Il y aura bientôt cinq ans que nous nous réunissions à quelques-uns pour constituer l’association RENCONTRES TSIGANES. Il nous semble donc nécessaire aujourd’hui, au-delà du traditionnel rapport annuel d’activité, de faire le point et, avec les adhérents, de tenter d’évaluer ces cinq années d’activités en les confrontant aux objectifs que nous nous étions fixés à l’époque et que l’on rappellera :

– Bâtir des passerelles entre les uns et les autres, les Tsiganes et les Gadgés, et faire reconnaître et défendre les droits de chacun.
– Faire connaître et mettre en valeur la culture tsigane et créer des occasions de fêtes et de solidarité.
– Informer les responsables locaux et régionaux de la réalité des besoins et des modes de vie des Tsiganes.

Tout en mesurant l’ampleur de la tâche qui demeure, il est cependant utile de mettre en lumière les premiers résultats acquis au cours de ces cinq années.

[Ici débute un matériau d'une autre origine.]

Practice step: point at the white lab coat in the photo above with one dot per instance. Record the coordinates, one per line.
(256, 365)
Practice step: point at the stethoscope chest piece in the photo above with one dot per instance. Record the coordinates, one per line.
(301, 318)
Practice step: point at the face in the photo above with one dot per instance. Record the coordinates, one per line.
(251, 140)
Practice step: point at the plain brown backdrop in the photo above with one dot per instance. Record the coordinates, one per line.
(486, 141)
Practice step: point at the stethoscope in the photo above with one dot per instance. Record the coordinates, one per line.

LA RENCONTRE et le DIALOGUE

En cinq ans, nous avons pu nouer des relations de confiance et même souvent d’amitié avec de nombreux Tsiganes et en particulier des voyageurs. En les rencontrant sur leurs lieux de vie, en les informant sur leurs droits, en les assistant dans les conflits avec les autorités, nous avons pu ainsi créer des relations de confiance et de respect réciproque. C’est fréquemment aujourd’hui que certains n’hésitent pas à nous appeler de l’autre bout de la France (vive le téléphone portable) pour une information, un avis ou un conseil. D’autres ont franchi le pas et adhèrent à Rencontres Tsiganes pour y prendre des responsabilités ; ils sont encore trop peu nombreux, mais ils y jouent un rôle indispensable. Malgré les charges que cela leur crée, nous n’hésitons pas à les mobiliser pour des réunions avec les autorités, des conférences de presse, des interventions de formation ou tout autre manifestation publique. Qu’ils en soient ici remerciés.

Cette orientation est, nous en sommes convaincus, la principale caractéristique de notre association qu’il convient de développer sans relâche. Nous connaissons les réticences de part et d’autre qu’il faut surmonter pour qu’un dialogue vrai s’instaure après des siècles d’ignorance et de mépris. On nous a parfois accusé par certains de parler abusivement au nom de Tsiganes. S’il nous est arrivé, dans l’urgence, d’exprimer un point de vue sans en débattre, notre mode de fonctionnement permet, nous semble-il, à chacun, une liberté d’expression qui n’est à ce jour pas démentie.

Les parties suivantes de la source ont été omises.